Ce lieu de réflexion / proposition / construction devrait se fonder sur un principe d’obligation de résultat négocié collectivement. Exemple produire les principes de l’espace de formation instrumenté, concevoir   la pièce de télétravail dans un domicile, Concevoir des plans pour définir une salle de classe intégrant le numérique …

Il ne s’agit pas ici d’un laboratoire permettant de proposer un idéal, un acmé de l’immobilier pédagogique mais bien de produire du concret argumenté, réalisable et transférable in situ. J’entends souvent les enseignants dire  » On ne voit jamais le résultat de notre travail « , Matthew B. Crawford l’exprime, souvent de façon dérangeante mais salutaire, dans son ouvrage intitulé « L’éloge du carburateur« , La découverte, 2010, 249 p, on peut aussi retrouver ces principes chez Richard Sennett in  » Ce que sait la main, la culture de l’artisanat « , Albin Michel, 2010.

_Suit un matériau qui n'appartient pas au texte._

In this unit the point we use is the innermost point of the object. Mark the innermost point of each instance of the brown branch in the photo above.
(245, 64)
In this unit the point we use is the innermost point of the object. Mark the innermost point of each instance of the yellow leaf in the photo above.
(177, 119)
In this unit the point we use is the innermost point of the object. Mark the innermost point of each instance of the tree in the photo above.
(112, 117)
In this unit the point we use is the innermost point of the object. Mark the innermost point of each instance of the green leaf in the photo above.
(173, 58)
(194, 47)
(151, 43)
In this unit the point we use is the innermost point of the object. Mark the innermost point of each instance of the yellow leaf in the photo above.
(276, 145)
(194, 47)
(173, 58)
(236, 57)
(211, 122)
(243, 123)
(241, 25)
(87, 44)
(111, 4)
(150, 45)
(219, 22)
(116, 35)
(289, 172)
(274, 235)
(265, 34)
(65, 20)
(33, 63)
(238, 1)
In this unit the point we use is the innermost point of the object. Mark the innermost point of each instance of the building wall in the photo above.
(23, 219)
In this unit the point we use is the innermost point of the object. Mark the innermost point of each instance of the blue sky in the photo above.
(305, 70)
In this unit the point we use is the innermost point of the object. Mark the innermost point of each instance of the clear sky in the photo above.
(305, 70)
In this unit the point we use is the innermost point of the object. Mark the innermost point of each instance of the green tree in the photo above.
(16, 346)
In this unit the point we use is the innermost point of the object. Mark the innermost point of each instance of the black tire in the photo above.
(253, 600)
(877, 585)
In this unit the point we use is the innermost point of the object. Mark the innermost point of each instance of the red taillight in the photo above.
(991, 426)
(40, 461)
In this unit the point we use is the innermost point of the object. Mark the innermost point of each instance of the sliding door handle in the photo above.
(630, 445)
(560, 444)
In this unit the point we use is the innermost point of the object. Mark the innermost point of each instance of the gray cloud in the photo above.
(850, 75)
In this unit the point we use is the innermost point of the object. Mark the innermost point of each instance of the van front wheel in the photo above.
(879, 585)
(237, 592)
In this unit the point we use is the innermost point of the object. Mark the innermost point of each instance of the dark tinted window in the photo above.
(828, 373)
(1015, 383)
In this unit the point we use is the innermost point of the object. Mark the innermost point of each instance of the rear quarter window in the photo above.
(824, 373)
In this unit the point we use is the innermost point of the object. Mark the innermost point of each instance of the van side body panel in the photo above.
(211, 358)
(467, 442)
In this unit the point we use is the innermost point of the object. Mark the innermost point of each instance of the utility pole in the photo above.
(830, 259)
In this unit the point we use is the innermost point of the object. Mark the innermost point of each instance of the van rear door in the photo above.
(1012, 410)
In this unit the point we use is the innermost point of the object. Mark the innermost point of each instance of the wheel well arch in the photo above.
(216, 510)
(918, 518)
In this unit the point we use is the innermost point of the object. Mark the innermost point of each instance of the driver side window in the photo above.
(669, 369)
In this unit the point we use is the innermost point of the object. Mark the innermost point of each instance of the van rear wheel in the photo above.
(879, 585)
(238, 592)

La collaboration n’exclue pas une part de compétition. On peut imaginer des équipes pluridisciplinaires travaillant sur le même projet sur un principe de « coopétition« .

6 – Du discours à l’usage

Je me suis contenté, à ce stade, de dresser un cadre formel d’action mais il me semble qu’il répond en partie aux discours et propositions que j’ai pu entendre aux boussoles 3. L’esprit et la démarche collaborative est une pratique extrêmement disruptive car elle met à mal tout ce qui nous a construit. Nous avons une fenêtre de tir qui s’ouvre, nous avons les moyens de mettre en accord les principes et les actes. Pourquoi ne pas essayer, c’est me semble t-il la seule façon de savoir si nous pouvons réussir (nous prenons aussi le risque d’échouer).

7 – Conclusion

J’aimerais que cette réflexion ne soit pas, comme souvent, une simple trace fixée dans les colonnes de ce blog. pour une fois j’aimerais que les acteurs que j’ai cités prennent la parole et réagissent. J’accepte par principe toutes les analyses, y compris contradictoires dans la mesure où elles sont argumentées. Y aura t-il des personnes qui auront envie de se saisir du principe et pourquoi le mettre en musique ?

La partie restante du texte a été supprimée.